Przy Bażantarni Street () is a street in the Ursynów district of Warsaw, Poland.

History
The name of the street comes from pheasantry (), which is a non-existent object, and was established during the reign of King John III Sobieski. It was supposed to make hunting more attractive (together with the zoo).

In the years 1780–1782, August Czartoryski built a classicist palace in the place of the Pheasantry, designed by Szymon Bogumił Zug.
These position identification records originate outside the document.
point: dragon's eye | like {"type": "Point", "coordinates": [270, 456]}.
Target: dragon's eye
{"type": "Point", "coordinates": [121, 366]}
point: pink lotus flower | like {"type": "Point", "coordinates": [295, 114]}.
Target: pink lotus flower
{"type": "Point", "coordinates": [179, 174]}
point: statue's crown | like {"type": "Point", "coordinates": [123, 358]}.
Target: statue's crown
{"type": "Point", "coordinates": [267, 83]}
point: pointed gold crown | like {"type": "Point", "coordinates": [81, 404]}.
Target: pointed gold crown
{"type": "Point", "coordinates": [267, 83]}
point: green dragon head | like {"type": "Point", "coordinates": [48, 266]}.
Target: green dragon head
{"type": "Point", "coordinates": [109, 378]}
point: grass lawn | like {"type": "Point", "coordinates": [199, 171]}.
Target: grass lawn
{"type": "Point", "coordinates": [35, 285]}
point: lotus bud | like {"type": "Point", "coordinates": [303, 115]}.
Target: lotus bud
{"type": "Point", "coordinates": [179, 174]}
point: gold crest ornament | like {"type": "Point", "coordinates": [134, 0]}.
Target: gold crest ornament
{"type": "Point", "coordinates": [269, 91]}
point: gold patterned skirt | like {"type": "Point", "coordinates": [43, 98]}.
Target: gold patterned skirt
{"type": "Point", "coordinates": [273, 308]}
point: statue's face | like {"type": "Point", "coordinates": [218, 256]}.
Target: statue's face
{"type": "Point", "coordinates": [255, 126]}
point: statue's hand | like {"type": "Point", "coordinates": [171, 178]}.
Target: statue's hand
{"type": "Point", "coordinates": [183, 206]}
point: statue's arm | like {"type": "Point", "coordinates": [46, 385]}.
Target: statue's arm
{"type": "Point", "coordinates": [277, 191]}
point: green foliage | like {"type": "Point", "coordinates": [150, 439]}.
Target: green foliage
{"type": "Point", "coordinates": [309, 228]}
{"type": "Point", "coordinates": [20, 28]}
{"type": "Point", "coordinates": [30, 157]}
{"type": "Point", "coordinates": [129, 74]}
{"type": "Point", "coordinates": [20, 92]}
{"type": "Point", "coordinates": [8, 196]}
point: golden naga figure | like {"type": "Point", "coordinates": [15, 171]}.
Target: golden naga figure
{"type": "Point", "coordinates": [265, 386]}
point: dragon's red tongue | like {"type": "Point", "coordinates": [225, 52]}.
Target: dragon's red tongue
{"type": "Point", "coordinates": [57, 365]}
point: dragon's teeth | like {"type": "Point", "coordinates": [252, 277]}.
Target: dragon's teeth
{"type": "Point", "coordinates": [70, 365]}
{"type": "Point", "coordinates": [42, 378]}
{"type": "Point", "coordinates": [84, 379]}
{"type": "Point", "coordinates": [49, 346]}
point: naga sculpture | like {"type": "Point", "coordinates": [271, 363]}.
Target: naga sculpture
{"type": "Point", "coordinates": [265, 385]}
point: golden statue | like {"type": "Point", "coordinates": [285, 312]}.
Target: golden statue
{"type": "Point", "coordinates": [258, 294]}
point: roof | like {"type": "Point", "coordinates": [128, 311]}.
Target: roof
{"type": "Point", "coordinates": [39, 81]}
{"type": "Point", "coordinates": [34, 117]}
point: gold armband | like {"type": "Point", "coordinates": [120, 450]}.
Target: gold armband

The palace was rebuilt many times, and in the 19th century the name was changed from Bażantarnia to Natolin to commemorate Natalia Potocka.

More important objects
 The Church of Blessed Ladislas of Gielniów (3 Przy Bażantarni Street), erected in 1988
 János Esterházy Monument (3 Przy Bażantarni Street)
 A complex of sports facilities built as part of the Orlik 2012 program (a football field and a multi-functional volleyball and basketball field with a sanitary and changing room building; opened on December 12, 2008, the cost of the 1.5-month construction was PLN 2 million). On March 2, 2010, Polish and Hungarian delegations, headed by Prime Ministers Donald Tusk and Gordon Bajnai, played on this pitch;
 Przy Bażantarni Park (between Przy Bażantarni and Jeżewskiego Streets), established in 2008–2011.